Micrologies

Rousseau et Casanova


S’il fallait trouver, dans son temps, un équivalent à l’Histoire de ma vie de Casanova, ce serait sans aucun doute Les Confessions de Rousseau (dont le Vénitien a pu éventuellement lire les six premiers livres). Il y a quelque paradoxe à comparer ces deux contemporains (Rousseau est né en 1712 et Casanova en 1725), mais les points communs sont indéniables : même jeunesse aventureuse et errante, mêmes fréquentations douteuses : l’archimandrite du Genevois vaut bien le capucin crapuleux avec qui le jeune Casanova se rend à Rome. Même façon, surtout, de reconstruire le passé dans l’écriture ; l’un et l’autre utilisent les codes du roman, Rousseau un peu moins ceux de l’écriture historique. Tous deux, en même temps, créent ce qu’il faut bien appeler d’un terme trop vaste le genre autobiographique, et tous deux (Casanova encore plus) donnent aussi des coups de canif dans le fameux pacte autobiographique de Philippe Lejeune.

Le genre ancien des Mémoires est aristocratique : c’est ce que rappelle Marc Fumaroli en maint endroit (1) ; il prend son sens à l’intérieur d’un lignage : c’est la récapitulation d’une vie, mais aussi un testament moral qui contient des conseils à l’usage des descendants. On voit ici d’autant mieux le caractère novateur de Rousseau et de Casanova : ces deux auteurs plébéiens créent l’autobiographie en arrachant le genre des Mémoires à l’aristocratie.
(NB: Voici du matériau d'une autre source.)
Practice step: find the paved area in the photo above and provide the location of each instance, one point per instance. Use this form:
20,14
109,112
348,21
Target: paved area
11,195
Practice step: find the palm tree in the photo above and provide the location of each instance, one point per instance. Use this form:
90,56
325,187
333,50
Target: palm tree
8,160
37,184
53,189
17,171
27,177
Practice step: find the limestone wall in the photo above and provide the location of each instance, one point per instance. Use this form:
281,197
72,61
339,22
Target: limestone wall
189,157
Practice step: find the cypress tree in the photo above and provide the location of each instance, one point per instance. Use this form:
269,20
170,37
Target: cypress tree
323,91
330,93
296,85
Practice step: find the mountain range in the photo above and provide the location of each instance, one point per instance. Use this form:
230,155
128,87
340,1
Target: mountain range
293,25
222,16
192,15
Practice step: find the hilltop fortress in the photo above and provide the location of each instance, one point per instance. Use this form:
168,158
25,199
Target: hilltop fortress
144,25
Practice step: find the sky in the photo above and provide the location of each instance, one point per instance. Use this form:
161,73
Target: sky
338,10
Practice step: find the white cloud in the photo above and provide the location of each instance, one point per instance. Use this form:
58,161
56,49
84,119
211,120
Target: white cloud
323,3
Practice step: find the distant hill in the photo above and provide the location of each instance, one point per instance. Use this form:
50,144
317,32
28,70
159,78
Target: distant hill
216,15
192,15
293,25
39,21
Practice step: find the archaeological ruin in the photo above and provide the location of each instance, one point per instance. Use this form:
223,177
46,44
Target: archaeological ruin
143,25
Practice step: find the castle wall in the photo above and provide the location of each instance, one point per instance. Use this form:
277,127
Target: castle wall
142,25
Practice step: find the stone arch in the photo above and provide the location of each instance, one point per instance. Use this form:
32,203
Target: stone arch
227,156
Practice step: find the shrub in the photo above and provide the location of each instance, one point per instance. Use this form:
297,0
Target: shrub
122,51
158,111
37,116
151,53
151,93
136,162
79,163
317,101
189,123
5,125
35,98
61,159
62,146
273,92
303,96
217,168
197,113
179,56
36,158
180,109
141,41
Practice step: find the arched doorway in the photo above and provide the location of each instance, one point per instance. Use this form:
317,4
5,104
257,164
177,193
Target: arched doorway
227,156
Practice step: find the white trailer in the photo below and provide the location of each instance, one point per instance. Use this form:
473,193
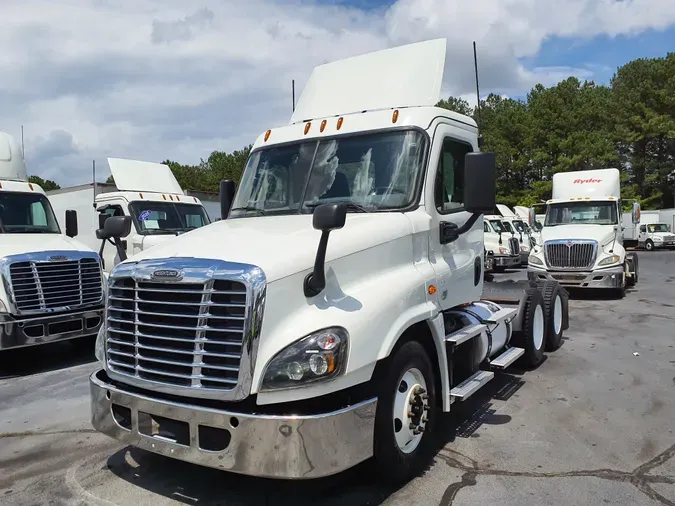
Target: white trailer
582,236
148,192
51,286
340,306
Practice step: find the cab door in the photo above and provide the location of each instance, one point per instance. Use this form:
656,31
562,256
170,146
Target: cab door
459,263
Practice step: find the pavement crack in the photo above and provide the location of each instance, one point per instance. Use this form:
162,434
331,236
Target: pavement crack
27,433
638,477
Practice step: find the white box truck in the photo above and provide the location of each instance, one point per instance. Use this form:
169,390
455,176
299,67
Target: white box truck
582,236
51,286
146,191
340,307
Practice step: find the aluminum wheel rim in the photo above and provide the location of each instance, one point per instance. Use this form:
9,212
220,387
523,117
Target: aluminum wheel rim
538,328
411,405
557,315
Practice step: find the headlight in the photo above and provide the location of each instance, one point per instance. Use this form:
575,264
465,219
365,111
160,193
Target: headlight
609,260
317,357
99,351
534,260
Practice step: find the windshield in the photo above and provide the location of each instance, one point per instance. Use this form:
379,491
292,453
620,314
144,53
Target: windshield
374,171
26,213
658,227
581,213
497,226
166,217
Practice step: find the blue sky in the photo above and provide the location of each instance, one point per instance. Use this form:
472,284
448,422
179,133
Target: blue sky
188,77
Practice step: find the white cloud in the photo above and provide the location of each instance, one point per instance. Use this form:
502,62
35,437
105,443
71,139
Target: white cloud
156,79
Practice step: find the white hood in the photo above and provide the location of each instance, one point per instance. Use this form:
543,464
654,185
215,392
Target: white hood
15,244
280,245
600,233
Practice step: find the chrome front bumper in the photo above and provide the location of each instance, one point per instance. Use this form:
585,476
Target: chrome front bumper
272,446
601,278
31,331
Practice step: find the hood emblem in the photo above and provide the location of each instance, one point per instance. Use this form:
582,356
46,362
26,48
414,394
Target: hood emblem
168,274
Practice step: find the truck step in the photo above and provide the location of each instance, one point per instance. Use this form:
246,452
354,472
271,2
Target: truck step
507,358
503,314
464,334
471,385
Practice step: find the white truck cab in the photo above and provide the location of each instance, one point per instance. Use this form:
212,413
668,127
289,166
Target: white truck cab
147,192
582,235
501,248
339,305
51,286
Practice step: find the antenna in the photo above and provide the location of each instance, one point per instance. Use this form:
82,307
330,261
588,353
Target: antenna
475,65
93,177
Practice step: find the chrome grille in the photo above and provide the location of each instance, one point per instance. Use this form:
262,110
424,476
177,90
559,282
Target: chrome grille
184,334
48,285
570,254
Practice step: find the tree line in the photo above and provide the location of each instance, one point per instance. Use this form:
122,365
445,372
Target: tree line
628,124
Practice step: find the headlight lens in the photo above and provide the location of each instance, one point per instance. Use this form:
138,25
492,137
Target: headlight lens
610,260
99,351
317,357
534,260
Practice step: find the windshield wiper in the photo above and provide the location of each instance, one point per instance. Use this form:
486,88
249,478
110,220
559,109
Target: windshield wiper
249,208
351,206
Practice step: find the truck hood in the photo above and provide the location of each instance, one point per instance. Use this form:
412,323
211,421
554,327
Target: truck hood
14,244
600,233
280,245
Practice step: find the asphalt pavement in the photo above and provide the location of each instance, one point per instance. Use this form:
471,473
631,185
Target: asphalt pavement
593,424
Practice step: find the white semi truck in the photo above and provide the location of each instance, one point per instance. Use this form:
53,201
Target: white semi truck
51,286
582,235
339,307
654,231
147,192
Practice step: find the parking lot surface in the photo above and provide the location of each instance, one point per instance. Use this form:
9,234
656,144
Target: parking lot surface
594,424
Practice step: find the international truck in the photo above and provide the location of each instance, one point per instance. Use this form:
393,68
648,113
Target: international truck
147,192
51,286
582,235
339,306
655,230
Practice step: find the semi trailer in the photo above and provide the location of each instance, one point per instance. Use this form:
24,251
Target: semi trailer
339,306
51,286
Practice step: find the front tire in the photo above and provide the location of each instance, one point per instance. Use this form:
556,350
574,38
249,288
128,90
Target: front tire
406,413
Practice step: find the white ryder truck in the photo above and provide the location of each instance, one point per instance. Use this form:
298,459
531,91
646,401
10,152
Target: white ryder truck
50,285
146,191
582,234
340,307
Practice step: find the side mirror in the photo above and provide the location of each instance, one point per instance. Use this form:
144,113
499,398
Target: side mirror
480,183
115,227
71,223
226,197
327,217
531,217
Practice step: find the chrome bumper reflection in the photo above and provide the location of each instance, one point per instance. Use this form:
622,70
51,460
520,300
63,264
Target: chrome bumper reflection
270,446
605,278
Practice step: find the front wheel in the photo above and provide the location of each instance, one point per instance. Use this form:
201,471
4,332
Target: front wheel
406,412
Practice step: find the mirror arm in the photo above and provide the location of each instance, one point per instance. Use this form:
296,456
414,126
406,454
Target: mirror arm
315,281
449,232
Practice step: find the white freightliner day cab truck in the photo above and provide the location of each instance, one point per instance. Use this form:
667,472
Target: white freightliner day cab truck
147,192
582,235
338,309
51,286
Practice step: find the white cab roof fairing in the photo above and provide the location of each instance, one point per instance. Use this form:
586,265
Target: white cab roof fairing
403,76
135,175
12,164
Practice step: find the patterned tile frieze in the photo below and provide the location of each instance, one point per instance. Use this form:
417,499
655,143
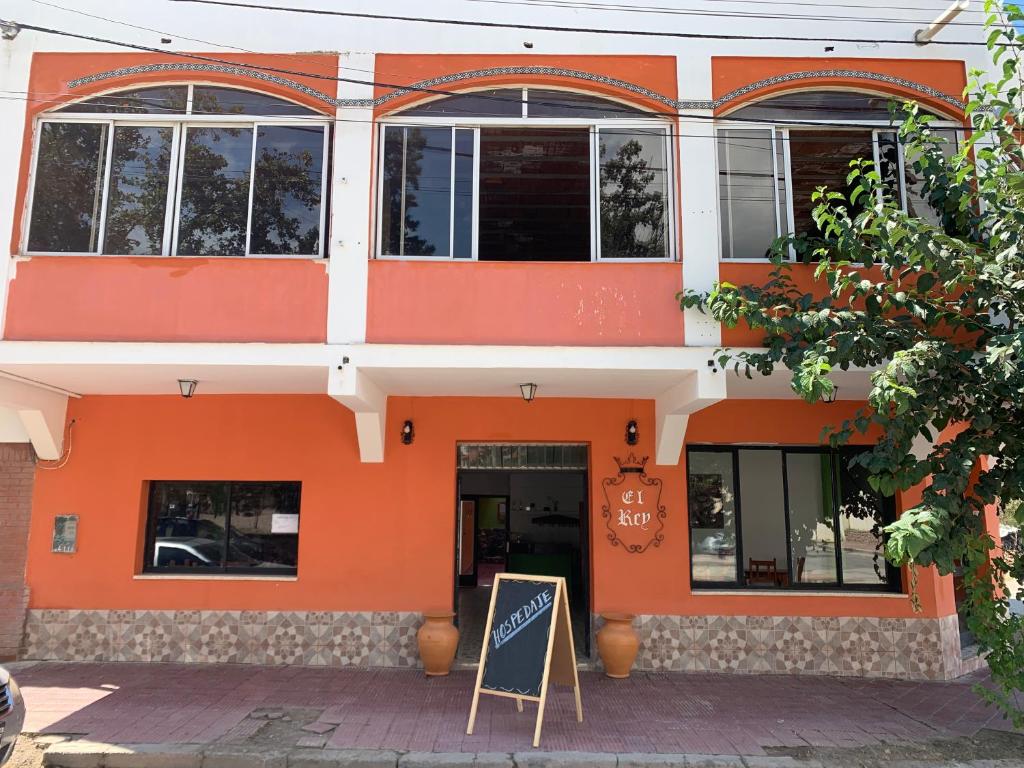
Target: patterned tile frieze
435,85
908,648
332,639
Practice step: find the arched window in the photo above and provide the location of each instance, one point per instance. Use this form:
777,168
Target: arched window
524,174
181,170
775,153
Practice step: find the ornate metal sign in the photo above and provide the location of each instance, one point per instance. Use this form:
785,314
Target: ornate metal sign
633,511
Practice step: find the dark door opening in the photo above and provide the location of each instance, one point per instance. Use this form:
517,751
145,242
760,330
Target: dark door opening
522,521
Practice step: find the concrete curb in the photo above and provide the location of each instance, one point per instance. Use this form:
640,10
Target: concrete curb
95,755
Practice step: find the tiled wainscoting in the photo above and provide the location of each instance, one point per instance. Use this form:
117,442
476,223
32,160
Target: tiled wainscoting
912,648
322,638
908,648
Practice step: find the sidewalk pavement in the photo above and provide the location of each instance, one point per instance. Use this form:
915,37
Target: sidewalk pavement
127,715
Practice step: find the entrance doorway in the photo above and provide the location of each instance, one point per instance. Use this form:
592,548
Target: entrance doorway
521,509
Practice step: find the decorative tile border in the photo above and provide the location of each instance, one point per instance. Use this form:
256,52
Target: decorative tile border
244,72
585,77
902,648
318,638
905,648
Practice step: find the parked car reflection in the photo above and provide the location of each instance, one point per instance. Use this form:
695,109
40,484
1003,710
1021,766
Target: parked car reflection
197,552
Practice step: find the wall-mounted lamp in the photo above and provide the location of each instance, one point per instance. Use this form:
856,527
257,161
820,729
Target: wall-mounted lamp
528,391
632,433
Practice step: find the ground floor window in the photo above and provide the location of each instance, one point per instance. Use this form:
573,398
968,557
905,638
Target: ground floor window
217,526
785,518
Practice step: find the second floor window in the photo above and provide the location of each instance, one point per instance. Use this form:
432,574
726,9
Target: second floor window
182,171
524,175
770,164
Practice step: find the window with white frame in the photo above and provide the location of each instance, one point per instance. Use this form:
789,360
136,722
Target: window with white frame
776,153
179,170
524,174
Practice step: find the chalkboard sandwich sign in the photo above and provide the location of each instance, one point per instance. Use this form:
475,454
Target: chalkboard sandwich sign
528,644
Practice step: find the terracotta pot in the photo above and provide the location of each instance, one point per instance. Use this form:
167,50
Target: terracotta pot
617,644
437,639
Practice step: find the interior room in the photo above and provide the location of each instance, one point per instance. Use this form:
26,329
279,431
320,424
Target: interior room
519,521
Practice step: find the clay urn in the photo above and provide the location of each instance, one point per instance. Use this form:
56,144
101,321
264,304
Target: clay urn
617,644
437,639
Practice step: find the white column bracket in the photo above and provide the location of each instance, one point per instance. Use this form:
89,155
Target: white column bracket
42,414
674,407
354,390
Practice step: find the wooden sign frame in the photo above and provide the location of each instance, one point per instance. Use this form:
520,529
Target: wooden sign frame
559,660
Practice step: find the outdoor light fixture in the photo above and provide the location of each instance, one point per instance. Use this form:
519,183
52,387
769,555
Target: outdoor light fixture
632,434
926,34
528,391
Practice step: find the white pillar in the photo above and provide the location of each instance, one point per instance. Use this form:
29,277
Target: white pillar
15,59
698,195
351,212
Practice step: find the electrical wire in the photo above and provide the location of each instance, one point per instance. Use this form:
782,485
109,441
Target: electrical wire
616,8
576,30
298,73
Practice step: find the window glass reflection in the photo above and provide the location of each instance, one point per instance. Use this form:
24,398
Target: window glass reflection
223,526
712,501
287,190
68,198
812,534
748,193
215,192
862,514
137,200
634,195
417,192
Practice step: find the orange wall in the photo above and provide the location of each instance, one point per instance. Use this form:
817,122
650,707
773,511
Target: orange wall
102,298
374,536
433,302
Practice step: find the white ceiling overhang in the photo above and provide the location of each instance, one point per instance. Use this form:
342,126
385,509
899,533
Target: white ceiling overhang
680,380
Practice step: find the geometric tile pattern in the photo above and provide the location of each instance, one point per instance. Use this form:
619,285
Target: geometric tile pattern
851,646
312,638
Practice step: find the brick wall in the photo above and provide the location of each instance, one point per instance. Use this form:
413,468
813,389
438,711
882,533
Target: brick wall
16,473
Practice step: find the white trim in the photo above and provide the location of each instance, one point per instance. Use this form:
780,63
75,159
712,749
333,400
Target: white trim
252,186
211,578
180,124
797,594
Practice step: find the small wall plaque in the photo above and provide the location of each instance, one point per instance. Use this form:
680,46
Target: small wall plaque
633,510
65,534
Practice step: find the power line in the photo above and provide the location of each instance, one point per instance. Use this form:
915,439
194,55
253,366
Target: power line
577,30
320,76
664,10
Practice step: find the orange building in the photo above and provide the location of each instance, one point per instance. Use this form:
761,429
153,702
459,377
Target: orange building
306,344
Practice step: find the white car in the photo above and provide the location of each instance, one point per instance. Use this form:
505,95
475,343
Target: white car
11,715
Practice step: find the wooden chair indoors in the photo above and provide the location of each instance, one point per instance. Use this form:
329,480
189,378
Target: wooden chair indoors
763,571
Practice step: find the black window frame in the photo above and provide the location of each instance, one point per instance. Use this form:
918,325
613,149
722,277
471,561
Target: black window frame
894,578
151,518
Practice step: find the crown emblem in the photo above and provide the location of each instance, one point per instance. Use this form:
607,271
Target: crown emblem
632,463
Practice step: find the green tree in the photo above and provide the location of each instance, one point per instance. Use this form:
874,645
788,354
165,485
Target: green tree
632,205
935,311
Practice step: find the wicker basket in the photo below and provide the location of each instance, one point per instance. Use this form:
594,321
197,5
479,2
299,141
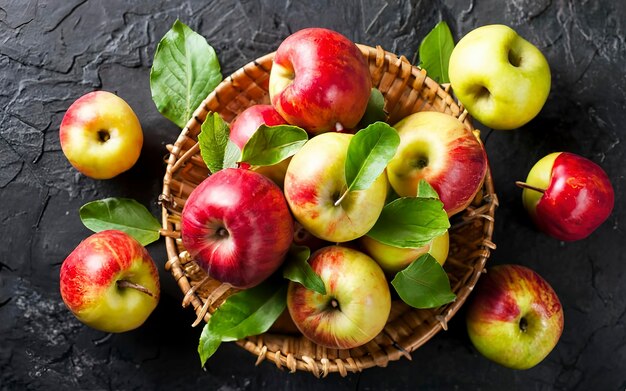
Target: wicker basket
406,89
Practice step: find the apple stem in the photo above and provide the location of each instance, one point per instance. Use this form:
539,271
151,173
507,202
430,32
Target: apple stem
525,185
338,202
132,285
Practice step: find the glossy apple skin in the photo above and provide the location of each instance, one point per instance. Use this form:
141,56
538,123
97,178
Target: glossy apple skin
88,282
578,196
244,126
236,225
319,79
440,149
394,259
314,181
502,79
100,135
502,298
361,294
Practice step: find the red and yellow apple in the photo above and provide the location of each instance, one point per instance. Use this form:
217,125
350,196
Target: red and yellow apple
320,81
355,307
567,196
236,225
244,126
101,135
438,148
502,79
394,259
514,317
110,282
316,180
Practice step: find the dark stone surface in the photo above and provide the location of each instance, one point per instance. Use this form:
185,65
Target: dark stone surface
52,52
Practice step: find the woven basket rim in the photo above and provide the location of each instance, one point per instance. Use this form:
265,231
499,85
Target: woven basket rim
484,212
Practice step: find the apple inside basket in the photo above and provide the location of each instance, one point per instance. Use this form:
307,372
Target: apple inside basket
406,89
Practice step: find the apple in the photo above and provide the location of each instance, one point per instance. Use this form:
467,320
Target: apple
236,225
320,81
244,126
514,317
316,180
101,135
110,282
567,196
394,259
438,148
355,307
502,79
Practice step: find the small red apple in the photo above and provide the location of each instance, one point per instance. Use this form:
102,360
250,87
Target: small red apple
320,81
437,147
355,307
237,226
100,135
567,196
110,282
514,317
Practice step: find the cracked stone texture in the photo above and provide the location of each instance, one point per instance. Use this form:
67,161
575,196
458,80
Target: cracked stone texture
52,52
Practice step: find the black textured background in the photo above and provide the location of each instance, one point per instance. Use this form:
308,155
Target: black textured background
52,52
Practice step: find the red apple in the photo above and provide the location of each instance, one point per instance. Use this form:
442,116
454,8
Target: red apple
100,135
316,179
567,196
320,81
355,307
236,225
110,282
437,147
244,126
514,316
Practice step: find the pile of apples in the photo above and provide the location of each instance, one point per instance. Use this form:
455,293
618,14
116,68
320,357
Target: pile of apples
240,223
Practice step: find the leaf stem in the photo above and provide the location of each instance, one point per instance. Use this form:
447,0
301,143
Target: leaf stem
132,285
525,185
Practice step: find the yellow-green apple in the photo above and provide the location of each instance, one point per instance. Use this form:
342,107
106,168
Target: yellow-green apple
438,148
315,181
110,282
355,307
514,316
244,126
394,259
236,225
502,79
567,196
320,81
101,135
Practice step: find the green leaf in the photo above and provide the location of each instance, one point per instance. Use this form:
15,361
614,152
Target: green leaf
410,222
272,144
424,284
425,190
216,149
246,313
184,71
123,214
369,152
375,110
435,51
299,270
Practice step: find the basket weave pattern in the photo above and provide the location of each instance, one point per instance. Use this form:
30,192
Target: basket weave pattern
406,89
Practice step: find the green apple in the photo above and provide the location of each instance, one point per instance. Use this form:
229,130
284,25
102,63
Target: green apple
355,307
502,79
514,317
393,259
438,148
100,135
316,180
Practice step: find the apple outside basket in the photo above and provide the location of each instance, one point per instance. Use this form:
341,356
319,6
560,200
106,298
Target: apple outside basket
406,89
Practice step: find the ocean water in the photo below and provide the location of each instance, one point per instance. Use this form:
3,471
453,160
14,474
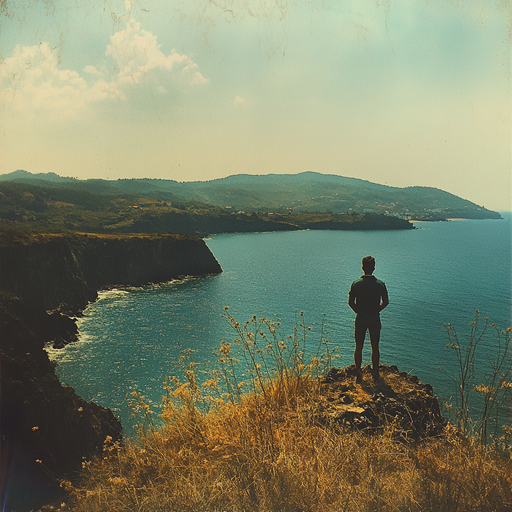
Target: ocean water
439,273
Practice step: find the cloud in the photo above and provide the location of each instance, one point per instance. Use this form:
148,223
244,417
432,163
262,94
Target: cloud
91,70
32,82
136,53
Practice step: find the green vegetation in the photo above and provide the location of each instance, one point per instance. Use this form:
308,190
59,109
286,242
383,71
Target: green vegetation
27,207
257,441
305,192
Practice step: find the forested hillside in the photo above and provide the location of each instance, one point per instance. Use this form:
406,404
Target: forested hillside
55,209
278,193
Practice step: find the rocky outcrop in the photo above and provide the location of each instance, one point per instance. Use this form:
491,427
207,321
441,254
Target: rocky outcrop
398,400
52,271
46,429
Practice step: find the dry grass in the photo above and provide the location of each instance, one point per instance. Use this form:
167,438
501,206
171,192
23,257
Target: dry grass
257,457
265,451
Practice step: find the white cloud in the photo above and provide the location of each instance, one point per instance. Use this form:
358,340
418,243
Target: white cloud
32,82
91,70
137,53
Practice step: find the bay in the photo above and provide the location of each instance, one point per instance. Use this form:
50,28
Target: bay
439,273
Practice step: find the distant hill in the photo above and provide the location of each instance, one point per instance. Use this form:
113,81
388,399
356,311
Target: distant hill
281,193
32,208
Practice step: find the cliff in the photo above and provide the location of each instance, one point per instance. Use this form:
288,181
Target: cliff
48,271
46,429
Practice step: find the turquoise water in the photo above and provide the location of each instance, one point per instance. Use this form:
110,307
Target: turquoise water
439,273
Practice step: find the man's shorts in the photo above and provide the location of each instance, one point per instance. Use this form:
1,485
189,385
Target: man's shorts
366,323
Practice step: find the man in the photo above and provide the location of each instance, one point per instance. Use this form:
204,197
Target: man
367,298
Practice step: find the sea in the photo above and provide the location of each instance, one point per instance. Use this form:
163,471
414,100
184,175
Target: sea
440,273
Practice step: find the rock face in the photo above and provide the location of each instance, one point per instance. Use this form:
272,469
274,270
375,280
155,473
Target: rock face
47,271
398,400
46,429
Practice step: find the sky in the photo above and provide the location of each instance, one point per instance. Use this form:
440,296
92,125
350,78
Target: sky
397,92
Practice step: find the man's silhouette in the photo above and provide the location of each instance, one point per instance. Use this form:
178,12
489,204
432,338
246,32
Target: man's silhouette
367,298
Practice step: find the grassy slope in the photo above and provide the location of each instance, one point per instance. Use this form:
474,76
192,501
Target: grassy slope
303,192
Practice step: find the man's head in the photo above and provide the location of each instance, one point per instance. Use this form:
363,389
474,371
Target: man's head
368,265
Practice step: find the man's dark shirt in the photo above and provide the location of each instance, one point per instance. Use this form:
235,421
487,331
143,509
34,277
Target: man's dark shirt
367,292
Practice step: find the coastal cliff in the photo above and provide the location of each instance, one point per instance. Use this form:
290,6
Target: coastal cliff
48,271
46,429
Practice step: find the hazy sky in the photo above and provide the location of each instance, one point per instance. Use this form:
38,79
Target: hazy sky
399,92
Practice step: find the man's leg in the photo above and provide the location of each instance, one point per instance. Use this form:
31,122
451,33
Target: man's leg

Chez l’un comme chez l’autre, ce projet littéraire inédit n’a pour première ressource que les formes littéraires préexistantes, à partir desquelles l’un et l’autre s’inventent une écriture.

On sait par exemple comment le récit de la rencontre entre Rousseau et Mme de Warens, au livre II des Confessions, est tout entier gouverné par des schémas romanesques. Or, voici comment Casanova raconte sa propre rencontre avec Henriette, une de ses grandes passions. C’est pendant un voyage de Rome à Parme, où la jeune femme accompagne un officier hongrois. Il lui demande d’abandonner ce dernier et de poursuivre le voyage avec lui. C’est l’occasion d’un grand discours tenu par le jeune homme, qui développe toutes les ressources de la rhétorique amoureuse, telle qu’on pouvait la trouver dans le roman précieux, et auparavant dans le roman grec. Le sel de cet épisode tient au décalage entre ce ton oratoire et l’argument du discours, plutôt scabreux : laissez-là votre amant et partons ensemble ; pour gage de votre engagement, couchez avec moi. Ce qui est exprimé de la façon suivante : « Je veux être votre amant unique, sous condition cependant, si vous le voulez, que vous ne me rendrez digne de vos faveurs que quand j’aurai su les mériter par mes soins, et par mes attentions, et par tout ce que je ferai pour vous avec une soumission à laquelle vous n’aurez jamais vu l’égale » (2). Tout le vocabulaire de ce discours procède directement de la Carte de Tendre. Il n’est même pas certain qu’on puisse y voir une intention ironique.

La ressemblance s’arrête là : Casanova est tout entier pris dans un élan vers le monde, Rousseau dans l’introversion et la défiance.

1. Voir par exemple La République des Lettres, Paris, 2015, p. 237 sq.
2. Bibliothèque de la Pléiade, t. I, p. 523.